On 4/13/2013 7:13 AM, spudboy...@aol.com wrote:
Rather then just the Liege study, let us look to November, when Dr. Sam Parnia, releases his research on the AWARE project. He has a partial sumary of this study in his new book, Erasing Death (US) or The Lazarus Effect (UK). Same book different titles. Parnia's AWARE study involves 25 hospital emergency rooms, in which signs or messages are place in odd places, that face upwards, to determine if out of body sensing is valid? A patient seeing a 5-pointed star with a daisy printed next to it, that has been placed 3 metre's above the emergency room floors might be an example of what Parnia has done. If no patient was able to see what was on the sign, then that tells us something.
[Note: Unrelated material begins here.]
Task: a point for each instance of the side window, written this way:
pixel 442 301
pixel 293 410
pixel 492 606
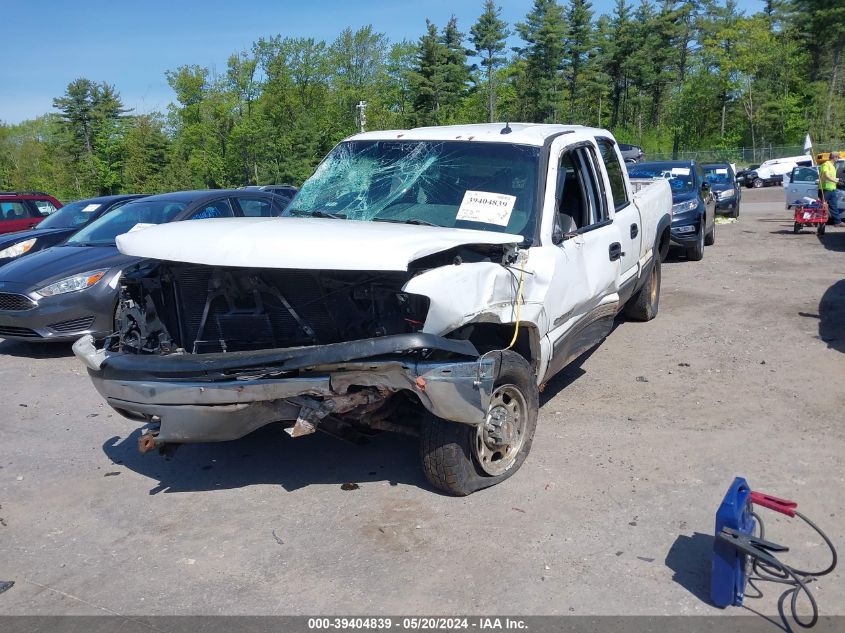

Five years and no positive result.


Parnia's medical speciality is cardiology annd ressucitation. The main thrust of his research is not primarilly, NDE's but his focus is using techniques like cold treatments to preserve body and neural tissue. Parnia complains that depending on which emergency room physicians use cold revival techniques, and which do not, will effect the chances of survivability and recovery of the patient. Fore example, Dr. Parnia says that in the US, Seattle is the place to be, for cardiological issues, because in Seattle, hospitals are well-versed and trained in cold revival techniques-cooling the heart, cooling the brain, whatever? The NDE aspect is a possibly significant side benefit to ressucitation research. What do I expect? I am not sure, although the opponents of the Liege study haven't yet come up with the "vividity" explanation, versus dreams, hallucinations, and drug trips. In other words, you can lose the cognitve regions of your brain, if you imbibe some bad, blotter acid, and not be able to recognize your imagination, a visual image, a memory, from every day life. One simply believes what one hears and see's. The vivid NDE stuff seems somehow different, whatever it's origin. Is there a neuro-chemical mechanism that kicks in with super vivid hallucinations? Hard to understand the neural mechanism for this. When you've lost blood, do you produce a lot of serotonin, or endorphins? What evolution basis causes this, if that is our explanation. How did it become a successful trait that permitted wounded or damaged animals, to survive,

What makes you think it helps them survive?

and thus, mate, and therefore, go on to have offspring with this trait? Nature, red in tooth and claw, would likely have accidently evolved to elininate, such damaged animals. So what gives?

No every trait is driven by natural selection. So long as it is not sufficiently contrary to reproductive success it may be carried along in a population.